Brew MP encodings are defined in the AEEEncodingTypes.h header file in the \platform\system\inc directory in the Brew MP SDK.

Some Brew MP interfaces and classes are encoding-type dependent, which requires encoding conversions for applications supporting multiple languages with different character encodings.

The ICharsetConv interface can be used to convert strings from one character encoding to another. Brew MP provides the AEECLSID_SJISConv class, an implementation of ICharsetConv, which provides conversion functionality for the Shift_JIS character set. Manufacturers may provide additional implementations for other character sets.

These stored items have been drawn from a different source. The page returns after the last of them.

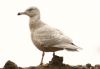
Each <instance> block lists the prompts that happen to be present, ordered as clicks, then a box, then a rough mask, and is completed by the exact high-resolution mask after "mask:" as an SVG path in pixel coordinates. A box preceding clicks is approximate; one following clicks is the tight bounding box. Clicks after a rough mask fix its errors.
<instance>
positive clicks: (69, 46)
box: [65, 43, 82, 51]
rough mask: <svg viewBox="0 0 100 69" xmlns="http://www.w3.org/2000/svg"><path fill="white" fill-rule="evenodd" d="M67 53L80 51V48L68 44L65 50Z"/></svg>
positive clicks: (80, 49) (73, 43) (69, 44)
mask: <svg viewBox="0 0 100 69" xmlns="http://www.w3.org/2000/svg"><path fill="white" fill-rule="evenodd" d="M65 49H66V50H68V51H78V50H82V48H80V47H78V46H76V45H75V44H74V43H70V44H68V46H67V48H65Z"/></svg>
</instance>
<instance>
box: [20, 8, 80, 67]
mask: <svg viewBox="0 0 100 69" xmlns="http://www.w3.org/2000/svg"><path fill="white" fill-rule="evenodd" d="M18 15H27V16H28V17H29V28H30V31H31V39H32V42H33V44H34V45H35V46H36V47H37V48H38V49H39V50H40V51H42V59H41V62H40V65H42V64H43V58H44V55H45V52H53V55H55V52H56V51H59V50H68V51H78V49H80V47H78V46H76V45H75V44H74V43H73V40H72V39H71V38H69V37H68V36H66V35H65V34H63V32H62V31H60V30H59V29H56V28H54V27H51V26H49V25H48V24H46V23H44V22H43V21H42V20H41V18H40V10H39V9H38V8H37V7H34V6H32V7H29V8H28V9H26V10H25V11H24V12H19V13H18Z"/></svg>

To obtain the ClassID for a given encoding type, call ISHELL_GetHandler() with the interface ID AEEIID_ICharsetConv. For example, the following lines of code obtain the ClassID for the UTF-8 to UTF-16 conversion:

AEECLSID cls = 0;
ICharsetConv * piConv = NULL;

cls = ISHELL_GetHandler(ps, AEEIID_ICharsetConv, "UTF-8>UTF-16");

if (cls)
    nErr = ISHELL_CreateInstance(ps, cls, (void **) &piConv);

AEECLSID_SJISConv supports converting to and from the following encodings:

  • Shift_JIS
  • Shift_JIS-8: alias for Shift_JIS
  • Shift_JIS-16LE: Shift_JIS encoded in single 16-bit words
  • Shift_JIS-16BE
  • Shift_JIS-16HOST
  • UTF-8
  • UTF-16
  • UTF-16LE
  • UTF-16BE
  • UTF-16HOST
  • UCS-2
  • UCS-2LE
  • UCS-2BE
  • UTF-32
  • UTF-32LE
  • UTF-32BE
  • UTF-32HOST

If a required character set conversion is not provided by Brew MP, manufacturers may need to implement the conversion. Manufacturers can use the implementation of AEECLSID_SJISConv as an example. The source is available in the system\brewcore\src\aee\src\sjisconv directory in the Brew MP software.

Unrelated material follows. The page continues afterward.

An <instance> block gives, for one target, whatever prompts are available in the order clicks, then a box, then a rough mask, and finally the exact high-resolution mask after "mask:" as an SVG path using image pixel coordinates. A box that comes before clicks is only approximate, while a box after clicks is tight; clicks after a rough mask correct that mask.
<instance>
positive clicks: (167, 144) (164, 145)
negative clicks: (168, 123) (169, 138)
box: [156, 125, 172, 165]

When implementing a conversion:

  • All ICharsetConv implementations must support conversion to and from the Unicode charset.
  • All ICharsetConv implementations must support wide and narrow encodings of their charsets.

When selecting fonts in mixed language environments (such as Chinese and English), it is recommended that applications select a font that supports an encoding type that works for all required character sets, if possible. This practice minimizes toggling between fonts (by calling IDISPLAY_SetFont()), and helps maintain a uniform look and feel in the UI.

Note: For accurate simulation of multi-language applications in the SDK environment, make sure that the same IFont implementations (classes) are present on the device and the PC. If the target contains custom text controllers based on proprietary engines, such as a predictive Chinese text input engine, additional testing must be done on the target to account for the difference.

In addition to ICharsetConv, the Brew MP Standard Library (AEEStdLib.h) provides helper functions to handle the EUC-KR and Shift-JIS variable-width encoding type:

  • STREXPAND(): this function takes an EUC-KR or Shift-JIS encoded string and returns an AECHAR string.
  • WSTRCOMPRESS(): this function takes an AECHAR string obtained from STREXPAND() and reverts the EUC_KR or Shift-JIS encoded string back to its original form.